Cell phone research proves gossip is good for you
Gossip as social grooming
In 2001, a major cell phone company BT Cellnet commissioned researchers at a UK social research centre (SIRC), to verify if gossip was good for one’s health. If gossip was good for you, then SMS messages, Twittering and talking with friends on our cell phone, Smartphone or BlackBerry about the “latest news” could facilitate this “healthy” pursuit. Was this just another way to sell cell phones? Or is gossip actually good for your health?
According to the research, the word “gossip” is derived from an Old English word: God-sibb. It actually has positive connotations and is translated as “a sibling or friend or close companion in God.”
Robin Dunbar, psychology professor and author of Grooming, Gossip and the Evolution of Language, refers to gossip as “social grooming” the equivalent of what animals do when they groom each other’s fur. In the primate community this is a form of social bonding.
In the SIRC study, Evolution, Alienation and Gossip: The role of mobile telecommunications in the 21st century, Kate Fox mentions:
“It has been shown that the mutual grooming performed by primates stimulates production of endorphins ? the body’s natural painkilling opiates ? which makes them relaxed, and reduces their heart rate and other signs of stress. It is highly likely that the ‘vocal grooming’ of gossip among humans has similar effects. Experiments have also shown that raising of social status is associated with increased serotonin in the brain, which has equally beneficial physical and psychological effects. By gossiping, we may effectively be giving ourselves the natural equivalent of small doses of morphine and Prozac.
Dr.
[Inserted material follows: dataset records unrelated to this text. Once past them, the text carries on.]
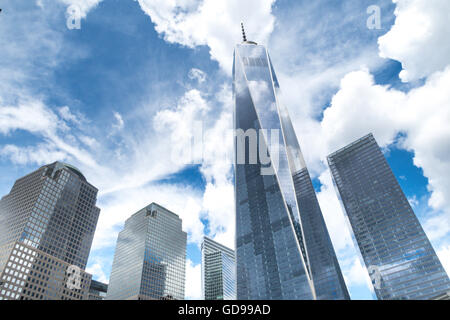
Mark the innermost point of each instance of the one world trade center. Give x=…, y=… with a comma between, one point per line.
x=283, y=249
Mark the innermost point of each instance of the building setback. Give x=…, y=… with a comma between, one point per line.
x=150, y=257
x=47, y=223
x=218, y=271
x=398, y=255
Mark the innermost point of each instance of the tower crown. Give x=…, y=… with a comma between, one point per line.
x=244, y=37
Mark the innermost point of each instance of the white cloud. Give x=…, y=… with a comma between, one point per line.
x=193, y=287
x=419, y=37
x=84, y=5
x=422, y=114
x=97, y=272
x=444, y=255
x=33, y=116
x=197, y=74
x=66, y=114
x=212, y=23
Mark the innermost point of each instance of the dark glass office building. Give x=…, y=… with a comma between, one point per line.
x=283, y=250
x=218, y=271
x=47, y=223
x=150, y=257
x=398, y=255
x=97, y=290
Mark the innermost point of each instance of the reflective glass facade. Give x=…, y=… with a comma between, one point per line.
x=326, y=272
x=47, y=223
x=218, y=271
x=273, y=211
x=397, y=253
x=150, y=257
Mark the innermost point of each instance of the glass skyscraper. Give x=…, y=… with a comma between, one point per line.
x=150, y=257
x=398, y=255
x=47, y=223
x=218, y=271
x=283, y=250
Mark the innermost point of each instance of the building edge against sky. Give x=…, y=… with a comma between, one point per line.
x=392, y=243
x=218, y=271
x=47, y=226
x=150, y=257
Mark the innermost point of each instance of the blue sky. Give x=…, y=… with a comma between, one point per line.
x=115, y=96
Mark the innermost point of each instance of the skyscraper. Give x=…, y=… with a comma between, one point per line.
x=97, y=290
x=218, y=271
x=283, y=250
x=398, y=255
x=47, y=223
x=150, y=257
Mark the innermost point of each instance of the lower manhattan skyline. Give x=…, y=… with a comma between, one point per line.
x=137, y=96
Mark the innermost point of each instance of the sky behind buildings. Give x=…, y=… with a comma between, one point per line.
x=115, y=96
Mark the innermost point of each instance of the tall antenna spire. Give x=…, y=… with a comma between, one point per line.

Dunbar in Why Gossip is Good for You goes on to explain that gossip also makes it easier and faster to bond in social networks by preparing us for future social contacts:
“That conversations allow us to exchange information about people who are not present is vitally important. It allows us to teach others how to relate to individuals they have never seen before…Without that knowledge, it would take us days to work out the basis of a relationship…
Of course, the level of the relationship is necessarily rather crude but at least it allows us to avoid major social faux pas at the more superficial levels of interaction when we first meet someone. Significantly, when it comes to really intense relationships that are especially important to us, we invariably abandon language and revert to that old-fashioned primate form of direct interaction?mutual mauling.”
But, Dunbar warns us that “it doesn’t mean that it should form the mainstay of human bonding”.
Can this healthy survival strategy be a two-faced sword? Can it get out of hand?
We all know how a conversation can either heal us or hurt us. A minister William P. McKensie in Gossip and Conversation said:
“gossip may be amusing and harmless, but quite often even this phase is like a syrup in which a drop of poison is placed.”
When we are conversing, there is a fine line between sharing experience and using another’s experience to feel better about ourselves. Some people gossip because they feel empty inside or bad about themselves. If they talk about another in a derogatory way this makes them feel superior. Of course, in this case it is no longer gossip “friends in god” but rather slander. So, instead of being a form of learning experience and social bonding it becomes a way of filling a void and feeling better about oneself at the expense of another.
The SIRC study says the academic definition of gossip doesn’t necessary imply slander. According to the study:
“Academics engaged in defining gossip have also focused on the evaluative element of gossip, which perhaps distinguishes it from other forms of informal, chatty conversation. Gossip has been defined as “evaluative talk about a person who is not present” (Eder & Enke, 1991) and, less narrowly and more accurately, as “the process of informally communicating value-laden information about members of a social setting” (Noon & Delbridge, 1993). “
The study had quite a few interesting findings:
When people gossiped about celebrities it was indistinguishable from when they gossip about their friends or family, that men gossip as much as women and surprisingly two-third of the time they are talking about themselves, where women talk only one-third of the time about themselves and that women consider their cell phones a type of bodyguard when they are out alone. And finally, the reason we attribute gossiping to women may only be because women use a higher pitched voice when they converse where men talk in a monotone pitch which makes even their idle chatter sound serious.
One would think, since this particular study was commissioned by a cell phone company, that this 2001 SIRC research was somehow biased.
But it’s 2009 and just looking around on our crowded New York City streets it’s no longer the crazy homeless talking to themselves but students and Wall street executives with their ears adorned with wireless headsets and animated gestures, walking, talking and texting passers-by, stopping at red lights to send their next Twitter and the car ahead of you missing the green light because of some urgent message.
No. the study wasn’t rigged at all. It’s human nature and it’s probably healthy.